Man kriegt sie inzwischen an jeder Ecke. Im Supermarkt, an den Werbeständen der Parteien, im Gartencenter sowieso. Oder von guten Freunden. Wer will sich dem schon widersetzen. „Rettet die Bienen!“ Wenn nur alle Gärtner so dächten, heißt es, könne das ein wichtiger Beitrag im Kampf gegen den Artenschwund sein.

Vor kurzem ist auch die Wochenzeitung Die Zeit auf diesen Zug aufgesprungen. Die gute Absicht ist zu loben. Nicht immer nur meckern, sondern was tun.
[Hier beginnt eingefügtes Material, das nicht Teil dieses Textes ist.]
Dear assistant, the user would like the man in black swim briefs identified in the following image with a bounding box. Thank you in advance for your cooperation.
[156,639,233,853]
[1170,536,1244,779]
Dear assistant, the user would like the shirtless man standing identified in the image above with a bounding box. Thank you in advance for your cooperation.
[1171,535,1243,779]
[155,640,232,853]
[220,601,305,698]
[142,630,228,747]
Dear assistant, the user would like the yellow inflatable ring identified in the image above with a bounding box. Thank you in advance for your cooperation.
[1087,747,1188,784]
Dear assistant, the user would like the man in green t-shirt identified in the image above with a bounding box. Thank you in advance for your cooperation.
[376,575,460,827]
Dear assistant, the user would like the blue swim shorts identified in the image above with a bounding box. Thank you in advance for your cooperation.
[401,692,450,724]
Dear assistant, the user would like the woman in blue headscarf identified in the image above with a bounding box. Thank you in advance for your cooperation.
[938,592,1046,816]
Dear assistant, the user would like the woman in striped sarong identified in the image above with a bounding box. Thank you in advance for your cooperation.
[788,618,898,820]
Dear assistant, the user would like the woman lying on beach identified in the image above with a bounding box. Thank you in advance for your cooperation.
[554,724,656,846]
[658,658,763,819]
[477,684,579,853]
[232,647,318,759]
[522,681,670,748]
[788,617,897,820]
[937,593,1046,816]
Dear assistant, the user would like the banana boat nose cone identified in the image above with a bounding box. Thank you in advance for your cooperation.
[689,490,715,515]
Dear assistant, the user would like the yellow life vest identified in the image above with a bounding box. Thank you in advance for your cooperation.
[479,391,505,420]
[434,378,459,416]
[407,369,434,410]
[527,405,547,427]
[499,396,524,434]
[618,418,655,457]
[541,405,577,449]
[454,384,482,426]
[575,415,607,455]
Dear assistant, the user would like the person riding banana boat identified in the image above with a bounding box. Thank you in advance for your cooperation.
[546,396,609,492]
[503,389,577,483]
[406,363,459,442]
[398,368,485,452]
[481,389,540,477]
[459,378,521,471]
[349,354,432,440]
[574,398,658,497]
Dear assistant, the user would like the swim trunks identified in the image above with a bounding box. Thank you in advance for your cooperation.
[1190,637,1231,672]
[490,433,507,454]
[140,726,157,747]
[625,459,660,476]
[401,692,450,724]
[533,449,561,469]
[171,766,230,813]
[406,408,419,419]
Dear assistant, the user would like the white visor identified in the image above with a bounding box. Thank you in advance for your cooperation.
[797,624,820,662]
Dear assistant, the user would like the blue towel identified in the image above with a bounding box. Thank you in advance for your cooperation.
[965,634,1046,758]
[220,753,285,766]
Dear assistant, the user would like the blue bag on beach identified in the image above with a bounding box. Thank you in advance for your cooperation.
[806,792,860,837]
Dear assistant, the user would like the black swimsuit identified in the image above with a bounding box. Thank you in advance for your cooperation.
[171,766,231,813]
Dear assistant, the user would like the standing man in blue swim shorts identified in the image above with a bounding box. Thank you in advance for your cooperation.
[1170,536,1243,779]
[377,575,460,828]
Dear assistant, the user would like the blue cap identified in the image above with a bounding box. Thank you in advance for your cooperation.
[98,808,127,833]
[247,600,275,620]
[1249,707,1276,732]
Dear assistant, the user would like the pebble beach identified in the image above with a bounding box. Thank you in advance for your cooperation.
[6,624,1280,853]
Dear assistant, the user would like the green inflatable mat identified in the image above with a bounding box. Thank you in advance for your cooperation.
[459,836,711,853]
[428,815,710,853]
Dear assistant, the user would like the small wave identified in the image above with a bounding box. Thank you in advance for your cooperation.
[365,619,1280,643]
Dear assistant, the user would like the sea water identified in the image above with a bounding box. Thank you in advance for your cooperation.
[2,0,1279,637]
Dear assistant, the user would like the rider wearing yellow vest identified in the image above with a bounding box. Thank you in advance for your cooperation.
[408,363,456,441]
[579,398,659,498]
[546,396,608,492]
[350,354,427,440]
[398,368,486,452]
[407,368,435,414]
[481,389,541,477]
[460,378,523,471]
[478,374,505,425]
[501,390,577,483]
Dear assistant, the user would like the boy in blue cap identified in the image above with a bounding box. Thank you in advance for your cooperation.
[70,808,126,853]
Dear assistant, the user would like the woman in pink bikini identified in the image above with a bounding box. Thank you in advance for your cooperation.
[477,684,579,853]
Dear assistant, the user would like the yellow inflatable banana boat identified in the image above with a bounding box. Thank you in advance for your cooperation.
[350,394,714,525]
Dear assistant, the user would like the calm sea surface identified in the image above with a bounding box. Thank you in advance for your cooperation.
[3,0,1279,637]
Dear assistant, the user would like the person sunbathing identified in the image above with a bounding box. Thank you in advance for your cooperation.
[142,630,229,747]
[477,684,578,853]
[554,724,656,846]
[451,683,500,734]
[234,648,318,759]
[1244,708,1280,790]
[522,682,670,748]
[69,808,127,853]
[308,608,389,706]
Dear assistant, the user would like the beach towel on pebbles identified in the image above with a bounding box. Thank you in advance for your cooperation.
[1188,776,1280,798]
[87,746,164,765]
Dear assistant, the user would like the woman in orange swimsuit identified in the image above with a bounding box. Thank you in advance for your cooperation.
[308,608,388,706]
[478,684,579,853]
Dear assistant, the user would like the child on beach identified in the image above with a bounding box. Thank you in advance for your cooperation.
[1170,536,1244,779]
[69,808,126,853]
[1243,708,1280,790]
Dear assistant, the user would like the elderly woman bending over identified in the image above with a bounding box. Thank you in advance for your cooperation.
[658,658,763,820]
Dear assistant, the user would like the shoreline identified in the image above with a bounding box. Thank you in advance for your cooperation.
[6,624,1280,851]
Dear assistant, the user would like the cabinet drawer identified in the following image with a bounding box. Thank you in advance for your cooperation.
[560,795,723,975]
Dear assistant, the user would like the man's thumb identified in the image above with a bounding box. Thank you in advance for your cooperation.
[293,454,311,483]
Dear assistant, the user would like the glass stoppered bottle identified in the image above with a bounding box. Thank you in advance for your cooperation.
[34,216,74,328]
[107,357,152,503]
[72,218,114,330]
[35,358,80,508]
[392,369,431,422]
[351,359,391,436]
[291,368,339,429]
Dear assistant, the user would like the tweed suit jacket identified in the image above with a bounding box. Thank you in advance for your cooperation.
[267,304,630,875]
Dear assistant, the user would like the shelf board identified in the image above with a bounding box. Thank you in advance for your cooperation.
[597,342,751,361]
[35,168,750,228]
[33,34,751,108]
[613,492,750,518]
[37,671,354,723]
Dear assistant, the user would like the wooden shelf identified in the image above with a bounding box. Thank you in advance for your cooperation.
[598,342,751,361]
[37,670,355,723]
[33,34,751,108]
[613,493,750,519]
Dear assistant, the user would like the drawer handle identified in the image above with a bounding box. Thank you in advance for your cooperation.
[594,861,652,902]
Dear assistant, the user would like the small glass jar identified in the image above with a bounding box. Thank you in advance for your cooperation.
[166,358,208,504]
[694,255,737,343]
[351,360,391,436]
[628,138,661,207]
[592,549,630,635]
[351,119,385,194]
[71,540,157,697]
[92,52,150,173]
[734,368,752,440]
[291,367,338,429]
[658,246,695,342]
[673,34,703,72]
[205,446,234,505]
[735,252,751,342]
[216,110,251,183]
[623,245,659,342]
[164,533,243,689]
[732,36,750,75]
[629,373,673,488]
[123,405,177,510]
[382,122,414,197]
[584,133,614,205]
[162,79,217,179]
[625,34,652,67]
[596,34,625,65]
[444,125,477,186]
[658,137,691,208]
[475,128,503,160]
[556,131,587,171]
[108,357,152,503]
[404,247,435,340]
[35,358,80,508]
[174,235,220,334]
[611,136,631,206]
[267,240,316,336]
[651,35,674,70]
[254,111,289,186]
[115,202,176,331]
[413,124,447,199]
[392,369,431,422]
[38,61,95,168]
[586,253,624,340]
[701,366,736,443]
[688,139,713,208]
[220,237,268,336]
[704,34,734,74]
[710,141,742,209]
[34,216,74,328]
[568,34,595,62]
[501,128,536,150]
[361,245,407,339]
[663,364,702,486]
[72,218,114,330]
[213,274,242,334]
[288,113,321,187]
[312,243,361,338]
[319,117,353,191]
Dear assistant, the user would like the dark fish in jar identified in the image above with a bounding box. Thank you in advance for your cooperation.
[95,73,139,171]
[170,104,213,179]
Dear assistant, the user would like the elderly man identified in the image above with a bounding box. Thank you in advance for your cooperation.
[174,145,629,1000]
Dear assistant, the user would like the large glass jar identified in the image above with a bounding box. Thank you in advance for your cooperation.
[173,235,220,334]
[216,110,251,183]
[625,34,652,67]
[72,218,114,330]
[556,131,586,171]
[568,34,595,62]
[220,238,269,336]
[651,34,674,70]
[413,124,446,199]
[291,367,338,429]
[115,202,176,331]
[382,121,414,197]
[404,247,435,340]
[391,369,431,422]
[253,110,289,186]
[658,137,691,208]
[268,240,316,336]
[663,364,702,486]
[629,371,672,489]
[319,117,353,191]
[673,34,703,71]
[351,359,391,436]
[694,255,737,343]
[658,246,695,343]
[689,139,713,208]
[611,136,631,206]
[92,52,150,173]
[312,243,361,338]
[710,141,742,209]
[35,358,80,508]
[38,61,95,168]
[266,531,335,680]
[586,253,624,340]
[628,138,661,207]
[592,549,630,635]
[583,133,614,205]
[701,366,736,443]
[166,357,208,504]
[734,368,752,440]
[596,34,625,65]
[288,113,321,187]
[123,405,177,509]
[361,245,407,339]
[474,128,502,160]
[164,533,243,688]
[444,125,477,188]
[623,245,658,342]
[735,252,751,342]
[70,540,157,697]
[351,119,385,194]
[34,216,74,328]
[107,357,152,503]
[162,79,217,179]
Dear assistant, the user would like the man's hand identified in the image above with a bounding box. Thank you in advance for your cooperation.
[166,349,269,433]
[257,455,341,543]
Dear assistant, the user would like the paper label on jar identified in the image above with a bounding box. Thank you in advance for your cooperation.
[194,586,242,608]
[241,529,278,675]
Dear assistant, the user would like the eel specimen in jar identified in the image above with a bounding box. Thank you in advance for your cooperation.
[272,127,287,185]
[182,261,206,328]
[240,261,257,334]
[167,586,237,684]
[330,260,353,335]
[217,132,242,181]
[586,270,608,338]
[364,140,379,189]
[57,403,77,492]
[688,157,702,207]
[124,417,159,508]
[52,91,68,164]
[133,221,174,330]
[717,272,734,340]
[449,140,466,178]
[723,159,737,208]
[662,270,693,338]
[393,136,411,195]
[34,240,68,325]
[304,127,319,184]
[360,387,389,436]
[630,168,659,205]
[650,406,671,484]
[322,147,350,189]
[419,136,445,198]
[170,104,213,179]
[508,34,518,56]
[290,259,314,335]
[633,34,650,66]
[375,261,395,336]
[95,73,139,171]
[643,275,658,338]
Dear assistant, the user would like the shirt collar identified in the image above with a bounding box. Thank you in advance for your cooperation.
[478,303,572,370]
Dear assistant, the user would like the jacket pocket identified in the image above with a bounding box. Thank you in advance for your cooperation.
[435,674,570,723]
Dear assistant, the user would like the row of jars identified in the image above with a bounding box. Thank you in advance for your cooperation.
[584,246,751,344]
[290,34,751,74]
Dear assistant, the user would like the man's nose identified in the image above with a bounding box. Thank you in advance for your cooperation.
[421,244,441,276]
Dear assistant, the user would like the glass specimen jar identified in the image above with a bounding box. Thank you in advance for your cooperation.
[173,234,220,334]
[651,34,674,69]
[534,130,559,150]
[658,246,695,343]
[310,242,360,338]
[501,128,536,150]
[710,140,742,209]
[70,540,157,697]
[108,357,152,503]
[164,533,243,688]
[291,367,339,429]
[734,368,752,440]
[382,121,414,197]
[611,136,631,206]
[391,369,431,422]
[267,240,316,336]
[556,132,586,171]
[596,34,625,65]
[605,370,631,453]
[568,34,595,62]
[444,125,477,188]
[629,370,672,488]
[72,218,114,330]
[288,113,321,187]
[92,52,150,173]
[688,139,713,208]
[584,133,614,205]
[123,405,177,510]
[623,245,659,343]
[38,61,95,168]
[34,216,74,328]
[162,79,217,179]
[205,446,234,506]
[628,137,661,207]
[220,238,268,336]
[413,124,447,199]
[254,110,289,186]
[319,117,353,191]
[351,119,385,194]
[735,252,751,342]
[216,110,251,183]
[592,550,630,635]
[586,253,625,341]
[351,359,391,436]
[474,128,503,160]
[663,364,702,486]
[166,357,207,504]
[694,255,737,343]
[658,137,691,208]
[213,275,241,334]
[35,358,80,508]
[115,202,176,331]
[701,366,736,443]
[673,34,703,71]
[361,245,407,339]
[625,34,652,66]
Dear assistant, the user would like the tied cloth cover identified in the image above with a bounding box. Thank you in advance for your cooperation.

Man nennt das “konstruktiven Journalismus”. Jeder Abonnent und jeder Käufer bekam gratis ein kleine Samentütchen mitgeliefert. Die Resonanz war enorm. Im Webshop des Verlages konnte man nachkaufen. Doch die Proben sind mittlerweile vergriffen. Grob geschätzt sind jetzt eine halbe Million Gärtner am Werk.

Bringt das was?

Betrachten wir kurz die Zahlen. Deutschland verfügt über eine Fläche von 360.000 Quadratkilometern. Gut die Hälfte davon entfallen auf die Landwirtschaft, 29 Prozent auf den Forst. Knapp acht Prozent sind als Bauflächen ausgewiesen, zwei Prozent für den Verkehr. Der Anteil an Grünflächen beträgt 2,2 Prozent, dabei schlagen Parkanlagen sowie Dauerkleingärten mit jeweils 0,2 Prozent zu Buche. Das Betätigungsfeld des Privatgärtners ist also ziemlich überschaubar.

Der britische Althistoriker Robin L. Fox, der seit mehr als vierzig Jahren eine bissige Gartenkolumne für die Financial Times verfasst, hat es so zusammengefasst: „Im Großen und Ganzen spielt die Hilfe von Gärtnern für bedrohte Arten eine unendlich kleine Rolle und ist nur von kurzer Dauer.“ Weshalb Fox auch keine Skrupel hat, Ziergewächse unter rein ästhetischen Gesichtspunkten auszuwählen und sie notfalls mit Hilfe von Pestiziden gegen Schädlinge aller Art zu verteidigen. Er nimmt auch sonst kein Blatt vor den Mund, was sein auf deutsch bei Klett-Cotta erschienenes Buch „Der englische Gärtner“ umso lesenswerter macht. In allem recht geben muss man ihm ja nicht.

Es stimmt natürlich, dass ein Gärtner kaum etwas ausrichten kann, wenn ringsherum nur Monokulturen von Mais oder Zuckerrüben gedeihen. Oder in seiner Nachbarschaft wenig mehr geduldet wird als die unheilige Trias von Carport, Kies und Bambus. Paradoxerweise ist das vor allem auf dem flachen Land der Fall, wo man sich die Natur häufig gern vom Hals hält, weil sie doch viel Dreck und Arbeit macht. Dafür sieht man in der Stadt wieder mehr Artenvielfalt, weil dort auf dem Grün, das trotz massiver Bebauung verblieben ist, wenigstens keine Höchsterträge an Milch, Getreide oder Kartoffeln erwirtschaftet werden müssen.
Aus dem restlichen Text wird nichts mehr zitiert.